Sam gave Stella her business card. “Please call me if you think of anything else that might be relevant.” As she always did, she added, “The smallest thing can blow a case like this wide open.”

Stella took the card from her. “Pam would love that you’re investigating her case. She admired you and your husband very much.”

“That’s nice to hear. We’re sorry again about your friend.”

“Thank you.”

The husband saw them out.

When they were back in the frigid air, Sam glanced at Freddie. “That got us nowhere.”

“I thought she was handing us something with the kid’s friends.”

“Me, too, but of course it can never be that easy. Let’s try the next friend on the list.”

Paula Baxter lived on Quincy Place, about five blocks north of Pam’s home on M Street. Paula was sprinkling sand on her front stairs when Sam and Freddie approached her gate. When she realized who’d come to visit, she nearly fell down the steps. From outside the gate, Sam showed her gold badge while Freddie did the same.

“Lieutenant Holland, Detective Cruz with the MPD. Could we trouble you for a minute of your time?”

“Y-yes, of course. Please come in.”

She went ahead of them into a warm, cozy home in which bright color was the focal point. Rooms were painted in primary colors, including yellow, red and blue. The place gave Sam an immediate headache.

“This is about Pam, right?” Paula asked.

“That’s right.”

Paula led them into an orange kitchen with a profusion of colorful fruit ceramics. “Would you like some coffee?”

“If it’s no trouble,” Sam said, earning a surprised look from her partner. She liked to think she could still surprise him once in a while.

“No trouble at all. I just made a fresh pot.” She poured coffees for each of them and placed cream and sugar on the table.

“How did you hear about Pam?” Sam asked as she stirred cream into her coffee while Freddie dumped sugar into his.
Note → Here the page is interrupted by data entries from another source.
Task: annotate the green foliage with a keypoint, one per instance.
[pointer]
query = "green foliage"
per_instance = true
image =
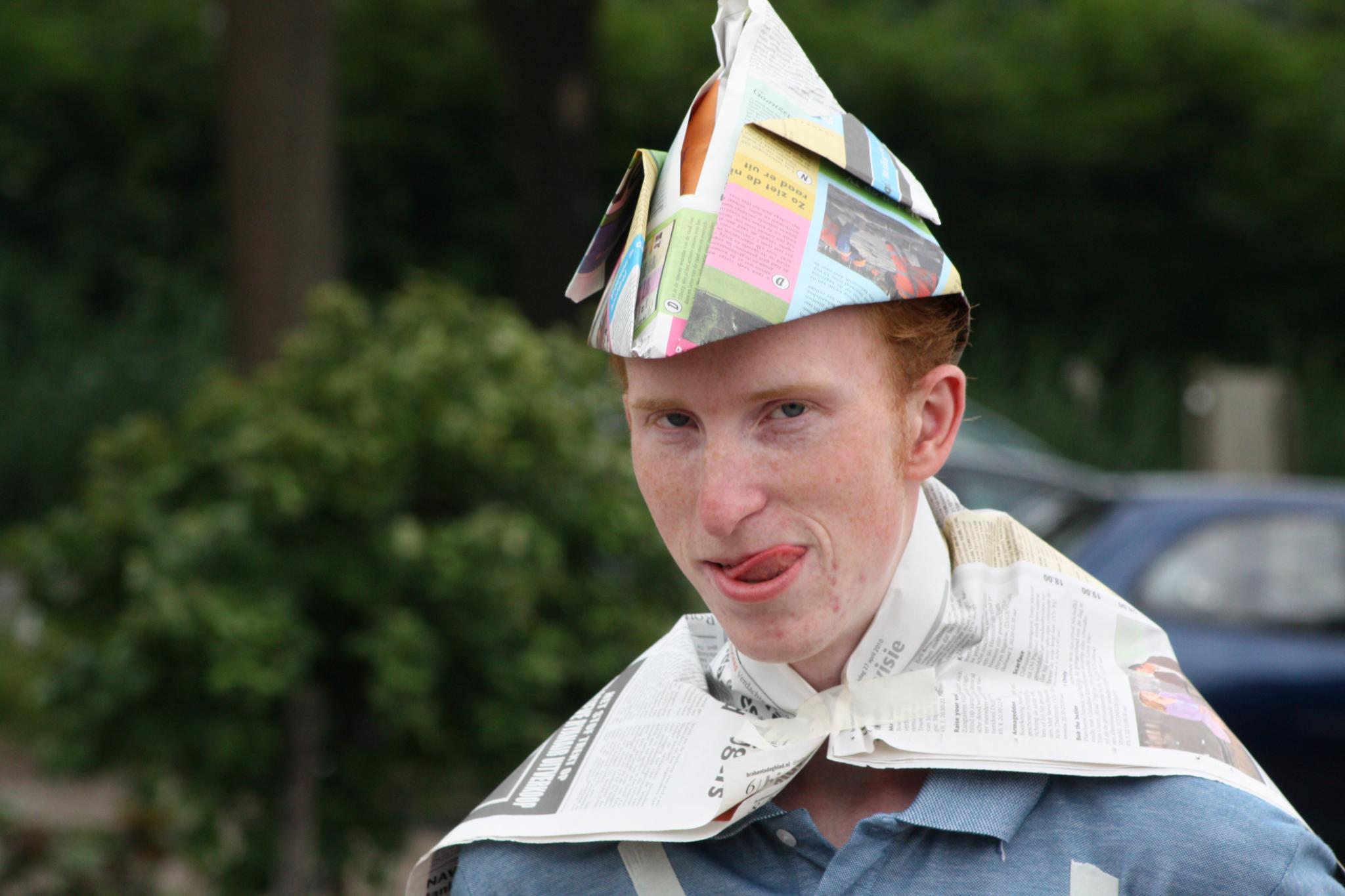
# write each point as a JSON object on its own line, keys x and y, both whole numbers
{"x": 110, "y": 264}
{"x": 427, "y": 515}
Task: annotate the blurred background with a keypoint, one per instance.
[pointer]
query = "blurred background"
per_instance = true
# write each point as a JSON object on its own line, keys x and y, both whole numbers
{"x": 315, "y": 513}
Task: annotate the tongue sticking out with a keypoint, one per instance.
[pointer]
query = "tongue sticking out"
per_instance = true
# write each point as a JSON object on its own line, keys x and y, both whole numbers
{"x": 767, "y": 565}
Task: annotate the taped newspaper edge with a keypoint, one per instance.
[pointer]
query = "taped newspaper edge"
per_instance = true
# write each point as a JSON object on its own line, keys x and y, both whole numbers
{"x": 861, "y": 704}
{"x": 650, "y": 870}
{"x": 1090, "y": 880}
{"x": 433, "y": 874}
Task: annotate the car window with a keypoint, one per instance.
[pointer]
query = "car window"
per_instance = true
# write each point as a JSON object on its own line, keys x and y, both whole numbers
{"x": 1285, "y": 567}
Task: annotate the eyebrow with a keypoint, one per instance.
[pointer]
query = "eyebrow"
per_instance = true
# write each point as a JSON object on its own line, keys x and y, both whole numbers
{"x": 775, "y": 393}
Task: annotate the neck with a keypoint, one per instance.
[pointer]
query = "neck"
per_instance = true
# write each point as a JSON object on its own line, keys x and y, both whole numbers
{"x": 839, "y": 796}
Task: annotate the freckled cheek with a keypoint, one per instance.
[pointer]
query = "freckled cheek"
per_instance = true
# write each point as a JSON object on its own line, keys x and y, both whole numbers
{"x": 667, "y": 494}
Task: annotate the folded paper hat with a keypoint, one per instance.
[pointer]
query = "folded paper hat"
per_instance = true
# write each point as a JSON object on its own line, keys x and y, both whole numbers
{"x": 772, "y": 203}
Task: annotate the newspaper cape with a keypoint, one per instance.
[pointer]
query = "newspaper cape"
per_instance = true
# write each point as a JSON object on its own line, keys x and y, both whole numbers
{"x": 990, "y": 651}
{"x": 799, "y": 209}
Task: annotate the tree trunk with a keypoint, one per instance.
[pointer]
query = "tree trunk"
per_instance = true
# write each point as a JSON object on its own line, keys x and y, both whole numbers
{"x": 546, "y": 49}
{"x": 282, "y": 163}
{"x": 296, "y": 851}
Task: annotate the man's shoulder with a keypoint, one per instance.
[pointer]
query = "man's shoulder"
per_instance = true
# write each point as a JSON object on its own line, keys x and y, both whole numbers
{"x": 1179, "y": 833}
{"x": 499, "y": 867}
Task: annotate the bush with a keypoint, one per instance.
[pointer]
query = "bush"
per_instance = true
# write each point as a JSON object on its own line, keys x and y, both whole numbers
{"x": 423, "y": 517}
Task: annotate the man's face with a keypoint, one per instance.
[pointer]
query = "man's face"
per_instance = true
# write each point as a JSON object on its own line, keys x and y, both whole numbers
{"x": 771, "y": 464}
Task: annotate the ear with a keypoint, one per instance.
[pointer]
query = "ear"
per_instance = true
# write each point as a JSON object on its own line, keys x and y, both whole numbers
{"x": 934, "y": 408}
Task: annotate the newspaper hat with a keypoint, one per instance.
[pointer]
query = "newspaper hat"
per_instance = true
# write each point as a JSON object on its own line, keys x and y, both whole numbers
{"x": 797, "y": 209}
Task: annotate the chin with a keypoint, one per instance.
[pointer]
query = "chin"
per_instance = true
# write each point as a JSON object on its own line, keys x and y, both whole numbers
{"x": 768, "y": 640}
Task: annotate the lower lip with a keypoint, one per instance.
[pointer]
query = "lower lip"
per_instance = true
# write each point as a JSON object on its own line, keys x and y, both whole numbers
{"x": 753, "y": 591}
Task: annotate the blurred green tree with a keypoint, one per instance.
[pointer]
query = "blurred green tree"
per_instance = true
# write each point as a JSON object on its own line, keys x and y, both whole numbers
{"x": 422, "y": 524}
{"x": 1136, "y": 181}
“Our mutual friend Bev called me. Our boys play football together. They have since they were little. It’s such a shock. Pam was the nicest person. Always willing to help out with rides for parents who couldn’t get out of work. She’d say she was self-employed, and if she couldn’t be there for her kids when they needed her, what was the point?”

“I want to ask you something that will sound judgmental when I don’t mean it to be,” Sam said.

“Okay…”

“When Pam worked conferences, she went off the grid with her family for days at a time.”

Paula was nodding before Sam finished speaking. “I know, and she always made sure the rest of us were available for whatever the kids might need while she was away. She helped us the rest of the time, so we stepped up for her when she was working a show.”

“I’ll have to admit I feel better knowing it was part of a plan.”

“The shows were super intense. Often, she was the one running the whole thing, along with staff from the various organizations she worked for, of course, but she was in charge. It was often as much as sixteen hours a day for up to five or six days in a row. Bob and the kids left her alone when she was on-site at a show. They knew they could contact her if there was an emergency, but they tried not to bother her if they didn’t need to.”

“This helps me to understand their routine a little better.”

“She worked so hard for the companies she supported. She’d built that business from a very small company providing registration support to a full-service conference operation. We’re all so proud of what she accomplished and heartbroken that she’s been taken from her family and friends in such a senseless way.”

“Do you know of anyone who might’ve wanted her dead?”

“Not at all. Everyone who knew her loved her.”

Not everyone, Sam wanted to say but didn’t. “Has she had any disagreements with clients, friends, other parents, coaches?”